What does it mean "IDF is just dependent on the term"?


it possible someone explain "Tf is dependent on term and document" and "IDF is just dependent on the term" with an example ?


Solution

  • Suppose that we have these two documents:

    d_1: "Tf is dependent on term and document"
    d_2: "IDF is just dependent on the term"
    

    The count of terms in each document is as follows:

    d_1: 
    {Tf: 1, is: 1, dependent: 1, on: 1, term: 1, and: 1, document: 1}
    d_2:
    {IDF: 1, is: 1, just: 1, dependent: 1, on: 1, the: 1, term: 1}
    

    The term frequencies (i.e., the ratio of times that term t appears in document d to the total count of terms of that document) for term "on" are:

    tf(on, d_1) = 1 / 7
    tf(on, d_2) = 1 / 7
    

    For calculating the term frequency of a term, you must specifiy which document you are talking about. tf(on, d_1) = 1/7 tells you that 1/7 of all words in d_1 is "on".

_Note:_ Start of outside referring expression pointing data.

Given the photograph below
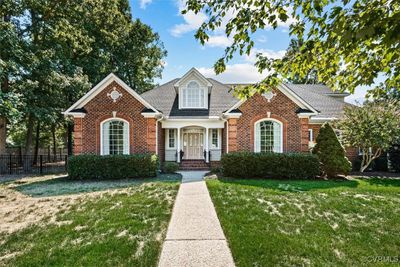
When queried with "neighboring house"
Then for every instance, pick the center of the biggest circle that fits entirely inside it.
(197, 118)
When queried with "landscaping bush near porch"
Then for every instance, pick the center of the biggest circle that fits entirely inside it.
(270, 165)
(112, 166)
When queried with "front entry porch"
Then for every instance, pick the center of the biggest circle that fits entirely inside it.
(193, 143)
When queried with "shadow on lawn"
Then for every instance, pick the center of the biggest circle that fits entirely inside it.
(383, 182)
(64, 186)
(293, 185)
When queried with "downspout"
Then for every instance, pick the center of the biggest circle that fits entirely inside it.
(227, 131)
(157, 121)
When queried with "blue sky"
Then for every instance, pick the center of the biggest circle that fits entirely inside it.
(184, 51)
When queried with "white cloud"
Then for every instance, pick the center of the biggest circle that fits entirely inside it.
(144, 3)
(192, 21)
(235, 73)
(219, 41)
(262, 39)
(252, 58)
(358, 96)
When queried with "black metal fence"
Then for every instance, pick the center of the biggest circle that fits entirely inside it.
(30, 164)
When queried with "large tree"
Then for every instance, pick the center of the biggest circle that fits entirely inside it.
(347, 43)
(374, 128)
(66, 47)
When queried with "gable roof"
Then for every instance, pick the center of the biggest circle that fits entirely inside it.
(322, 98)
(318, 100)
(72, 110)
(197, 74)
(165, 99)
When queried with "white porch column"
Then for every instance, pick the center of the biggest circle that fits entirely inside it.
(207, 149)
(178, 145)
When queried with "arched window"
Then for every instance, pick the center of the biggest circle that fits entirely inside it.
(193, 96)
(268, 136)
(114, 137)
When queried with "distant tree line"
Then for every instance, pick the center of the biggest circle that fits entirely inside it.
(51, 52)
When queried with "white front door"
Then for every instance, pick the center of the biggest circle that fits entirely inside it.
(193, 145)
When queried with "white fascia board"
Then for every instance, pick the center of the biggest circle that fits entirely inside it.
(150, 115)
(74, 114)
(232, 115)
(182, 123)
(305, 115)
(238, 104)
(321, 120)
(286, 91)
(195, 72)
(295, 98)
(100, 86)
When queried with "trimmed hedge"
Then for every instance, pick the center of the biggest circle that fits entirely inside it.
(170, 167)
(84, 167)
(270, 165)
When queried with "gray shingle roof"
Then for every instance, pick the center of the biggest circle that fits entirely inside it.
(320, 98)
(165, 99)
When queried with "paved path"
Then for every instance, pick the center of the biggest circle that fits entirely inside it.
(195, 236)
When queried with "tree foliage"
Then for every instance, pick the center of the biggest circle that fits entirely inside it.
(347, 43)
(374, 128)
(52, 52)
(331, 153)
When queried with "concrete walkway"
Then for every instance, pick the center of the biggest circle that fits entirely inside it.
(195, 236)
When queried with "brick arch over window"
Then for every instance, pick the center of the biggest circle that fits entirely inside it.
(124, 117)
(258, 118)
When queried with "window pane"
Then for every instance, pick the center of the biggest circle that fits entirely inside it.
(171, 138)
(269, 136)
(193, 96)
(116, 137)
(214, 137)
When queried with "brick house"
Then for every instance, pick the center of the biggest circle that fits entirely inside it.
(197, 119)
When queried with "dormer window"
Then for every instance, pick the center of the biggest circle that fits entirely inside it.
(193, 96)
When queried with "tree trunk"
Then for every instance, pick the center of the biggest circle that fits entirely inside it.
(4, 87)
(3, 136)
(368, 158)
(29, 135)
(37, 137)
(53, 133)
(28, 144)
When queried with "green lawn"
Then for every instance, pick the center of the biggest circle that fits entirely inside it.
(124, 226)
(309, 223)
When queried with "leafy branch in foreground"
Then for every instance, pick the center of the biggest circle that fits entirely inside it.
(346, 43)
(374, 128)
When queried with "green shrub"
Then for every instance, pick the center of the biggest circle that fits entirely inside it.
(394, 157)
(216, 169)
(270, 165)
(331, 153)
(112, 166)
(170, 167)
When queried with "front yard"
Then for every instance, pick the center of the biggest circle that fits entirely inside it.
(310, 223)
(57, 222)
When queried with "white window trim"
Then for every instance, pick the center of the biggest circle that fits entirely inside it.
(101, 134)
(182, 101)
(310, 135)
(167, 138)
(218, 137)
(256, 147)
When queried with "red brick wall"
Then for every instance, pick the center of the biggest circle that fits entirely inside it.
(142, 131)
(351, 152)
(161, 143)
(282, 109)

    The inverse document frequency (logarithm of ratio of documents that include the word "on") is:

    idf(on) = log(2/2) = 0
    

    As you see, the idf is constant for all documents in this corpus of two documents. It's just a measure of how common a term is in a set of documents. idf(on) = 0 tells you that "on" is not special at all and it appears in all documents.